All this artificial intelligence won’t come cheap, though: Google will charge $30 per user for access to Duet, at least for large organizations (Aparna Pappu, head of Workspace, said Google hasn’t yet decided on pricing for smaller teams). Microsoft’s Copilot artificial intelligence system, which has similar features and works in most Office applications, costs the same. In both cases, it’s a hefty price to pay for a set of still very new artificial intelligence tools.

The problem with all of these tools is that the AI models behind them aren’t perfect or even close to it, and the stakes are high when you’re working with business-critical data. If Google’s Bard chatbot comes up with a movie that doesn’t actually exist, that’s silly. But if Duet misinterprets or makes up your company’s sales figures, you’re in big trouble. Duet does try to navigate your data and files, but anyone who relies on Google’s artificial intelligence should always double-check it.

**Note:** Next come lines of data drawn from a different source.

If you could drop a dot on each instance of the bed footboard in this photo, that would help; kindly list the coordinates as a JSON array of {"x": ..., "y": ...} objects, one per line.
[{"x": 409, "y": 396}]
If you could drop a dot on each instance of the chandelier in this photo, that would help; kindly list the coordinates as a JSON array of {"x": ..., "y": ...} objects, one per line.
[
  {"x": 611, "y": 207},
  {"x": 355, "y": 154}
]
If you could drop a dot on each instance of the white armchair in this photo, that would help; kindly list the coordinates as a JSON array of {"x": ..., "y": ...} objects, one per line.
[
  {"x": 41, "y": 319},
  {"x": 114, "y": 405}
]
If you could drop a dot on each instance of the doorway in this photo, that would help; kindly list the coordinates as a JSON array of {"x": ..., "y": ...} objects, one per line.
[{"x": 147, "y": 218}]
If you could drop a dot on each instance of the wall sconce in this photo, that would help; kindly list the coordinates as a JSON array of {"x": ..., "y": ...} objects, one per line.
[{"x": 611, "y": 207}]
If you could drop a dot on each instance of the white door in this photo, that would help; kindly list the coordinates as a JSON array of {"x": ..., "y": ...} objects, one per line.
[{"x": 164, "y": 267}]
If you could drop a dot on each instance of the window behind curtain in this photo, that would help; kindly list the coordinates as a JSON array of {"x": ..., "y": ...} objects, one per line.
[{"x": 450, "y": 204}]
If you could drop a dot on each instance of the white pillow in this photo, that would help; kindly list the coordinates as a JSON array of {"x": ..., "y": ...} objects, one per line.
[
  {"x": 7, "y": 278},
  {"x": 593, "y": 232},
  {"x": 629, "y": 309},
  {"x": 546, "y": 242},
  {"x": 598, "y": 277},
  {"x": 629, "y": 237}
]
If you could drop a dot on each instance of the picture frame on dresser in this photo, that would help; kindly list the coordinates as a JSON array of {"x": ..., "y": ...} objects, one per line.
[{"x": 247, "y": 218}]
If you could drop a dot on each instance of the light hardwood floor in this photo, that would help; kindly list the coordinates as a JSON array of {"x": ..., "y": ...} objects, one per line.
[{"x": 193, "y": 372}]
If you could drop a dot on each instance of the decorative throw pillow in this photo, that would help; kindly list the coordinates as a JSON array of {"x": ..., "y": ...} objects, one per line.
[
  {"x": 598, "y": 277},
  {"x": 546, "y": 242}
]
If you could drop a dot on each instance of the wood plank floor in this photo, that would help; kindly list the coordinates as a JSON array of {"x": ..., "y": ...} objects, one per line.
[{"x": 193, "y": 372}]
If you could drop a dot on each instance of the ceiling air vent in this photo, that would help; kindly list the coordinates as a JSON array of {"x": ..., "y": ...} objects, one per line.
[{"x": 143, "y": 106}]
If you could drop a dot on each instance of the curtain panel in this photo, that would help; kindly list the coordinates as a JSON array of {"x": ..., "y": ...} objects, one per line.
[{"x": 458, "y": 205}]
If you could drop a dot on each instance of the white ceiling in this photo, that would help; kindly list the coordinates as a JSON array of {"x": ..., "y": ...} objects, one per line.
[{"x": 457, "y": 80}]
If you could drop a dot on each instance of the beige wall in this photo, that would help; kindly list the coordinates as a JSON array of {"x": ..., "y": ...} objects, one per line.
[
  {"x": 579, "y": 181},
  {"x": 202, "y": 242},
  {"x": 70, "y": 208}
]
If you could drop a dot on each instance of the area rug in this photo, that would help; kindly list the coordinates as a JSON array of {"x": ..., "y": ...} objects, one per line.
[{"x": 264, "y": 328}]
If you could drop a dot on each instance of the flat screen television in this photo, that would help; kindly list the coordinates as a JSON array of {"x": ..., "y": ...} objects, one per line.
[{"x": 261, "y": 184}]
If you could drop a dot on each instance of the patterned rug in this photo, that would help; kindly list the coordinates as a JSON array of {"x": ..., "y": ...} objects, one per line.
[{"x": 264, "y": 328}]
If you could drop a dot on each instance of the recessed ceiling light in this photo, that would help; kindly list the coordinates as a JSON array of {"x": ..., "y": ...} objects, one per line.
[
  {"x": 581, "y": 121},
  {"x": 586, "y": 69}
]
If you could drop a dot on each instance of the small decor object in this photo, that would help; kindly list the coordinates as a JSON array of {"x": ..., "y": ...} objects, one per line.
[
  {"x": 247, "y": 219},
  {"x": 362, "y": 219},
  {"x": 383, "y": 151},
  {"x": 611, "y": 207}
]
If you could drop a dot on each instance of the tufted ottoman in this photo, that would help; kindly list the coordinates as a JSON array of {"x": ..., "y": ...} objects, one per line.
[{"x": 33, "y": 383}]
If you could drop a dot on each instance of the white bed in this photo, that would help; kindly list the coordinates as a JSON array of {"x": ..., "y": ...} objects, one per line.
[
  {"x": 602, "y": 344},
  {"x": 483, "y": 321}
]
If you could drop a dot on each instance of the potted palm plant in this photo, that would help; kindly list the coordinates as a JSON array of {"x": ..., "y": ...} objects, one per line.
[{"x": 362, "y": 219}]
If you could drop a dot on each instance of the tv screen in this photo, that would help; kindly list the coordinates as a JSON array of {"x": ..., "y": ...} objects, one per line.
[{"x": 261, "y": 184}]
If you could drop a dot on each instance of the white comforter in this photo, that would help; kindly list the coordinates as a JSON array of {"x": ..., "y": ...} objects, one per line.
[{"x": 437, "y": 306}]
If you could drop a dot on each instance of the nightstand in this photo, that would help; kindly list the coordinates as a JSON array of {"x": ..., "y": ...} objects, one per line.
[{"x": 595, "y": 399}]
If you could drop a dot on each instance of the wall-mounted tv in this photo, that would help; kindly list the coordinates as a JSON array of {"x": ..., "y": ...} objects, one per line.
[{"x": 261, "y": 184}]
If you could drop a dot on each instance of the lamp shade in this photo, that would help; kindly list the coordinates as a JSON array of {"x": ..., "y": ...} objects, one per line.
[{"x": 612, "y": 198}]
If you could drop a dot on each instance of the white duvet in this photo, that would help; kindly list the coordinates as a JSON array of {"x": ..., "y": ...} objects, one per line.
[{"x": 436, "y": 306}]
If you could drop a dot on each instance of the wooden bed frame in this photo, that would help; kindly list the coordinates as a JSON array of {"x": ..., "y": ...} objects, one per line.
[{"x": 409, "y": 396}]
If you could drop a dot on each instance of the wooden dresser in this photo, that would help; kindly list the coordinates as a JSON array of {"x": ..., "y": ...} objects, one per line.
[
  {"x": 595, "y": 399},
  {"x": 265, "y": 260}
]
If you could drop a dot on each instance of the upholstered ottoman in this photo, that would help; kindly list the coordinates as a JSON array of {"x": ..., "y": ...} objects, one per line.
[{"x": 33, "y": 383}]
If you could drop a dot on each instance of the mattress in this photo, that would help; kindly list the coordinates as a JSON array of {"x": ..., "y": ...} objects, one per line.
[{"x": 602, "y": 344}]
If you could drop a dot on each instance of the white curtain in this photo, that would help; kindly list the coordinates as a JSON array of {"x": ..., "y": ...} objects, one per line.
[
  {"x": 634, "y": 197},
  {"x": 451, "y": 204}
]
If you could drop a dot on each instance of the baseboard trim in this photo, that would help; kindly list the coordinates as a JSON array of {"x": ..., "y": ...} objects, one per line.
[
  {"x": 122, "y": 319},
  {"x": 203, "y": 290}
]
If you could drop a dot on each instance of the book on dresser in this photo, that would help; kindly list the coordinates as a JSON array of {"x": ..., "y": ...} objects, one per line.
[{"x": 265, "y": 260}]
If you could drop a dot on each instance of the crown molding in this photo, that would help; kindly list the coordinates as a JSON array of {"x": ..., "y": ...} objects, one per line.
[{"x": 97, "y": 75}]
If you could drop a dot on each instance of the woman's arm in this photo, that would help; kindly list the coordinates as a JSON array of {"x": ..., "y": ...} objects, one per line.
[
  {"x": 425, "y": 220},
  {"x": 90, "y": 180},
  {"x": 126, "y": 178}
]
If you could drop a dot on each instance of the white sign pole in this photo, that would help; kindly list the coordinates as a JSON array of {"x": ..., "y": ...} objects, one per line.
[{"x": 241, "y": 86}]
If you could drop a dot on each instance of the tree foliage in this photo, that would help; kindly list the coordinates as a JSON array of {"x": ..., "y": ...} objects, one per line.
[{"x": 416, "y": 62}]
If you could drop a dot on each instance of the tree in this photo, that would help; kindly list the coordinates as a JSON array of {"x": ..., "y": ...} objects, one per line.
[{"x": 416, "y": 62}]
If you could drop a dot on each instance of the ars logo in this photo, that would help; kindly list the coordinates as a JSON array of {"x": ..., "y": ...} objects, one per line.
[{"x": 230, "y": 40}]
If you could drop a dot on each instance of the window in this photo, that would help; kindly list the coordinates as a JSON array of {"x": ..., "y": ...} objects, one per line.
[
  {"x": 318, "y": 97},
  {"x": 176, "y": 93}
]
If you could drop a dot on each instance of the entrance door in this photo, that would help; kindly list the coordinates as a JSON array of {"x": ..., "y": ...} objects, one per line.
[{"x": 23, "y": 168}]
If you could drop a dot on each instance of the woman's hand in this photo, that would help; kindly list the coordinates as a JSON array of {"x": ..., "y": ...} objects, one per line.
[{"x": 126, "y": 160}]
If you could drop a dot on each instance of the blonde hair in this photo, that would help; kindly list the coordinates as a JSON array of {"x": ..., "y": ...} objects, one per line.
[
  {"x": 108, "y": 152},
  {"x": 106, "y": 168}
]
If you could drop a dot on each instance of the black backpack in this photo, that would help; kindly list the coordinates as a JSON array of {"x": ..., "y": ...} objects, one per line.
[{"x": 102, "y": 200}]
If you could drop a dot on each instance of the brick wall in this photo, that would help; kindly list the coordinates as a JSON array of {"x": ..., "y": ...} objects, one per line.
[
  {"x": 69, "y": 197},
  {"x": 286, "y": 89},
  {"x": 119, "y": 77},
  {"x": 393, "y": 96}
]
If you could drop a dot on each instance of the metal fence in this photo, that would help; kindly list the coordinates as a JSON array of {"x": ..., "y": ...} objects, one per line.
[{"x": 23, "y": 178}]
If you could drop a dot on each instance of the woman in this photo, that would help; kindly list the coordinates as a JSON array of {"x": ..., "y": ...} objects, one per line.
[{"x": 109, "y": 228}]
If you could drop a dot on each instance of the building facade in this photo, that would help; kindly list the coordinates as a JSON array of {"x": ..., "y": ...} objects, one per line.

If you’re a Workspace user, Duet will appear in almost every app you use. In some places, it will be a separate menu that you can access by tapping the Duet icon in the top right corner. In other places, you can ask Duet for help right in the text of an email or document. Given Google’s penchant for putting its newest features at the forefront, even if it annoys users, you probably couldn’t ignore Duet even if you wanted to.

With Duet, Google is issuing a direct challenge to Microsoft. These “do-anything” tools are the foundation of the future for both major office suites, and both companies believe that artificial intelligence has the power to change the way we work. And if Duet and Copilot can do more than “I see you’re trying to write a resume!”, we might find a use for them.